После госпиталя, летом 1942 года во время отпуска по ранению он оказался в родном краю: и то, как мощно и трудно пришлось бороться крестьянам, крест гнетёт, за урожай, запомнил на всю жизнь.
Книга сложилась позже: первая книга Абрамова «Братья и сёстры», ставшая началом тетралогии о носителях мощной фамилии – Пряслины.
Кругло ложились фразы.
Деревенская жизнь мнилась внешне простой, внутренне наполненная такою сложностью, что густота плазмы её широко заполняла страницы конфликтами, трудом и радостью, всей симфонией бытия.
…в бывшей церкви клуб, собрание стихийно; этапы крестьянской работы будут показаны поэтапно, и правда выступает отдельной героиней…
Интересно, как – от книги к книге язык густел, словно лава застывала, и теперь орнаменты её созидают хребтообразный метафизический узор.
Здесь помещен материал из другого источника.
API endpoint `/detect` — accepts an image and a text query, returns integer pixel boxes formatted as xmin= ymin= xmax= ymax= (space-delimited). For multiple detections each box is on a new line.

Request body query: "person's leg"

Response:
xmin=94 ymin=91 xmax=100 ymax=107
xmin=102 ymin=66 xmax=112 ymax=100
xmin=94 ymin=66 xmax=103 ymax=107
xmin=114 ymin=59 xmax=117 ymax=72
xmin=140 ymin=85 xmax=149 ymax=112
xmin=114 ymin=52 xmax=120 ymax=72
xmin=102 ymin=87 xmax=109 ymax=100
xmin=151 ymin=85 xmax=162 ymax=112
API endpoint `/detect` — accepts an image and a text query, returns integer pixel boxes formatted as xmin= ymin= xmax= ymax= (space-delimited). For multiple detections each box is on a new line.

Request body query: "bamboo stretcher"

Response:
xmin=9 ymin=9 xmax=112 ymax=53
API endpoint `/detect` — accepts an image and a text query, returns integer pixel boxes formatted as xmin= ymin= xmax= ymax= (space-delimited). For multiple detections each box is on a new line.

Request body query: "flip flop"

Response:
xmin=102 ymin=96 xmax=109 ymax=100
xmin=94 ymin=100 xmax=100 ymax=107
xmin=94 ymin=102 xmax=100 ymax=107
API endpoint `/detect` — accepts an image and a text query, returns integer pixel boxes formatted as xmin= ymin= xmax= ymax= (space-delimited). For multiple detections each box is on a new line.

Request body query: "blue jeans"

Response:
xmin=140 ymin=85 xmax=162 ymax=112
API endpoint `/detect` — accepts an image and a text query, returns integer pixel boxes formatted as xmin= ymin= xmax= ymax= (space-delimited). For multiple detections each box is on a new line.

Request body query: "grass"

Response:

Язык романа «Дом» отличен от языка «Братьев и сестёр», хотя это – абрамовский язык, со всеми его характерностями, с хлебностью его и своеобразной поэтичностью.
Даже – пафосностью.
Хотя философский пафос книг Абрамова – единство народа: оно и само гудит порой, как колокол: сложное и тяжёлое, земляное.
Самый семейный роман – «Дом».
Пряслины – с характерами и сутью понимания бытия – раскрываются внутри «Дома»…
А – колхозники пьют.
Да, пьют, без сладкого этого яда забвения невозможно выдерживать будет пуды жизни.
Абрамов далёк от идеализации.
Он жёсток, хотя и нежен: ведь речь о семье, а тут объединение нежностью незримо и обязательно.
Судьба калила Михаила Пряслина: горяч, за правду стоит, как понимает.
Открестится от сестры, посчитав – опозорила.
Рано и со статьёй выступил Абрамов – против лакировки деревни; боец был вообще – и за столом, и в жизни; и исследования свои о литературе писал – на хорошем темпераменте, сильно, никогда не играя.
Насколько жизнь всерьёз – знал.
А – деревню чувствовал так, что вибрировала постоянно раскалённая нить совести, и нежность проходила по ней током.
«Пелагея».
«Безотцовщина».
«Деревянные кони»…
Тёртые тома его сложились в своеобразный свод: от земли до небес, и тайное тепло, овевающее книги Абрамова, словно свидетельствует о скрытой религиозности, представленной ощущением вечности.